Single-modality models

To see the effect of integrating multi-modal features, two baseline models were constructed for the performance comparison. One was based on molecular structure data and used only amino acid sequence and chemical structure information, and the other was based on interaction network data and used only protein–protein interaction and compound–compound interaction information. The single-modality model based on molecular structure data, denoted the “single-modality model (molecular)”, is defined as follows:

$$({x}_{1}, {x}_{2}, \dots , {x}_{n})=f\left({\varvec{a}}_{protein}\right),$$
$$({y}_{1}, {y}_{2}, \dots , {y}_{n})=g\left({\varvec{b}}_{compound}\right),$$
$${\text{output}}_{molecule}=h\left({x}_{1}\cdot {y}_{1}, {x}_{2}\cdot {y}_{2}, \dots , {x}_{n}\cdot {y}_{n}\right),$$

and the single-modality model based on interaction network data, denoted the “single-modality model (network)”, is defined as follows:

$$({x}_{1}, {x}_{2}, \dots , {x}_{n})=f\left({\varvec{N}}_{protein}\right),$$
$$({y}_{1}, {y}_{2}, \dots , {y}_{n})=g\left({\varvec{N}}_{compound}\right),$$
$${\text{output}}_{network}=h({x}_{1}\cdot {y}_{1}, {x}_{2}\cdot {y}_{2}, \dots , {x}_{n}\cdot {y}_{n}).$$

Loss function

For the similarity output \(x\) of the model, the output value was restricted to the range 0 to 1 by the sigmoid function, and cross entropy was applied as the loss function \(L\left(\theta \right)\) to calculate the training error.

Hyperparameter optimization

The hyperparameters, the number and size of the filters in the convolutional layers in the 1D-CNN, and the number of units in the fully connected output layers were optimized by the Bayesian optimization tool Optuna [23], which is an automatic hyperparameter optimization software framework specifically designed for machine learning. For the hyperparameter optimization, the validation dataset was obtained by dividing the training samples into a set for training and a set for validation.

Regularization

Regularization is important for avoiding overfitting and improving the prediction accuracy in deep learning for complex model architectures with a large number of parameters. Regularization is especially important in our deep learning model, which integrates multiple datasets of different modalities; hence, we employed several regularization methods.

We employed batch normalization [24], which allowed us to use much higher learning rates and be less careful about initialization, after each convolutional layer. We also inserted dropout [25] after the fully connected layers. Furthermore, we added an L2 regularization term to the training-loss function \(L\left(\theta \right)\). When incorporating weight decay, the objective function to be optimized is as follows:

$$L\left(\theta \right)+\lambda \frac{1}{2}\sum _{w}{\left\| w \right\|}^{2},$$

where w refers to the parameters of the entire model, and the second term of the above equation is the sum of the squared values of all the parameters divided by 2. λ is a parameter that controls the strength of regularization. Adding this term to the objective function has the effect of preventing the absolute value of the network weight from becoming too large, which helps prevent overfitting.

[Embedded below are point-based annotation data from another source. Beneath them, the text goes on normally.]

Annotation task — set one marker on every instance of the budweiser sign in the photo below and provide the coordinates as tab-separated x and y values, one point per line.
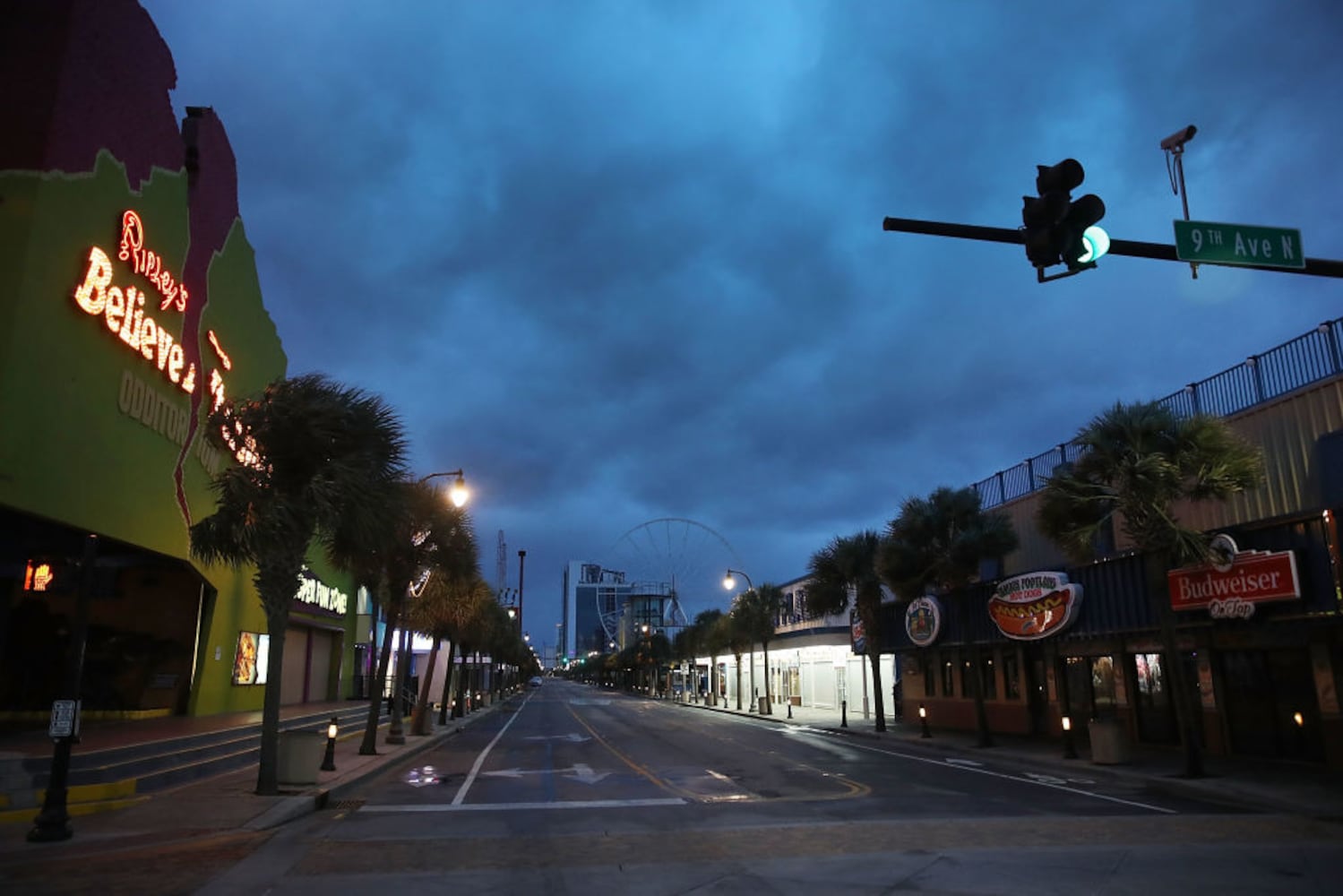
1230	587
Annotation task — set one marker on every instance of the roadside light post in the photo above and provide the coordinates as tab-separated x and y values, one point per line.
330	759
458	495
53	823
729	583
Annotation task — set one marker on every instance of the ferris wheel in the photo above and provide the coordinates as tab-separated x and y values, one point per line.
675	557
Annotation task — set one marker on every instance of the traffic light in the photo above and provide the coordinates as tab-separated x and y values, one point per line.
1057	228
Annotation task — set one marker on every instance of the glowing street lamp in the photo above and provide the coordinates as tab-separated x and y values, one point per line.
729	583
458	493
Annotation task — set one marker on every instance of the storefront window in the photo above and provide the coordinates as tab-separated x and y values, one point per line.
1012	677
1103	686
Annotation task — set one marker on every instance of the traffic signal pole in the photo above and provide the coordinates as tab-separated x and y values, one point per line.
1135	249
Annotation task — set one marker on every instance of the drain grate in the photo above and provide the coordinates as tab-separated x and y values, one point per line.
345	805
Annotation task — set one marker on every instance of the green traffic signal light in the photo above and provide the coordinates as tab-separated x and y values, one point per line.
1098	244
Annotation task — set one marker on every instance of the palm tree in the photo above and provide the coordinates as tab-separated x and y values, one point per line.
936	544
737	640
713	643
468	626
317	463
850	563
425	530
454	570
759	608
1138	462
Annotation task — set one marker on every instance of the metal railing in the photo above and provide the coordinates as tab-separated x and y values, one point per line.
1307	359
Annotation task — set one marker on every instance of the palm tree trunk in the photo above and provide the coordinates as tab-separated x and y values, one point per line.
368	747
874	661
977	681
419	719
769	696
1181	692
977	688
447	685
395	734
460	705
268	767
753	704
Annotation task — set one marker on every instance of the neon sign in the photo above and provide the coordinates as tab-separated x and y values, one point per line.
150	263
124	314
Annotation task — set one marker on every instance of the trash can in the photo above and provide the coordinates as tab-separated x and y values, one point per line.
1109	743
300	756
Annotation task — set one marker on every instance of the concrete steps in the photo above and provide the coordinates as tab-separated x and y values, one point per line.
118	777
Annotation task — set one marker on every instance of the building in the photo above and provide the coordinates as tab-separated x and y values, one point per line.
600	610
132	308
1261	634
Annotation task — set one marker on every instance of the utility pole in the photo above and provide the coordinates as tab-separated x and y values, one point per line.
521	557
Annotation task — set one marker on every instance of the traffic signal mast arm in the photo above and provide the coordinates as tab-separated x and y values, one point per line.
1135	249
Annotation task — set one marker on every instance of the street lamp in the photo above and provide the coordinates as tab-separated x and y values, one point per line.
458	493
728	582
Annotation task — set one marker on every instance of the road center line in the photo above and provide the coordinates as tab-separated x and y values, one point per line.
573	804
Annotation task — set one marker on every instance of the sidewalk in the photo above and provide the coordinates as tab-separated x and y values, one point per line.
1286	788
212	806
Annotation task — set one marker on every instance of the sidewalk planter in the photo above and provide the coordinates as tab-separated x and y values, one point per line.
1109	745
300	756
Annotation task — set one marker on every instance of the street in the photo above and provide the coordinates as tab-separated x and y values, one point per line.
581	788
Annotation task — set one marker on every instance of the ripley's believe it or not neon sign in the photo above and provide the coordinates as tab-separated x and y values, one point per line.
124	309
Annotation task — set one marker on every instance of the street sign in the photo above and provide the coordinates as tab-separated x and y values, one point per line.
1211	244
65	719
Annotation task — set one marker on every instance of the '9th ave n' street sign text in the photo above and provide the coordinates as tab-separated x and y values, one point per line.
1213	244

Comparison with existing state-of-the-art methods

The prediction performance of the proposed models was compared with that of state-of-the-art deep learning methods based on molecular structure data and interaction network data. The first method was based on a graph CNN for protein–compound prediction [10]. It employed a graph CNN for encoding chemical structures and a CNN for n-grams of amino acid sequences. The second method was NeoDTI [13], which demonstrated superior performance over other previous methods based on multiple-interaction-network data. We also compared our method with the traditional machine learning methods, namely, SVM and random forest [26], as the baseline prediction methods. These traditional methods require structured data as input. For the protein information, the 3-mer (3-residue) frequency in the amino acid sequence was used as the feature vector for 8000 dimensions. For the compound information, an ECFP with a length of 1024 and a radius of 2 was used. The radial basis function (RBF) was used as the kernel function of SVM, and all other parameters of SVM and random forest used the default values. In implementing these machine learning methods, scikit-learn (version 0.19.1) and chainer (version 5.0.0) were used.

Datasets

The protein–compound interaction data and compound–compound networks were retrieved from the database STITCH [19], and the protein–protein networks were retrieved from the database STRING [18].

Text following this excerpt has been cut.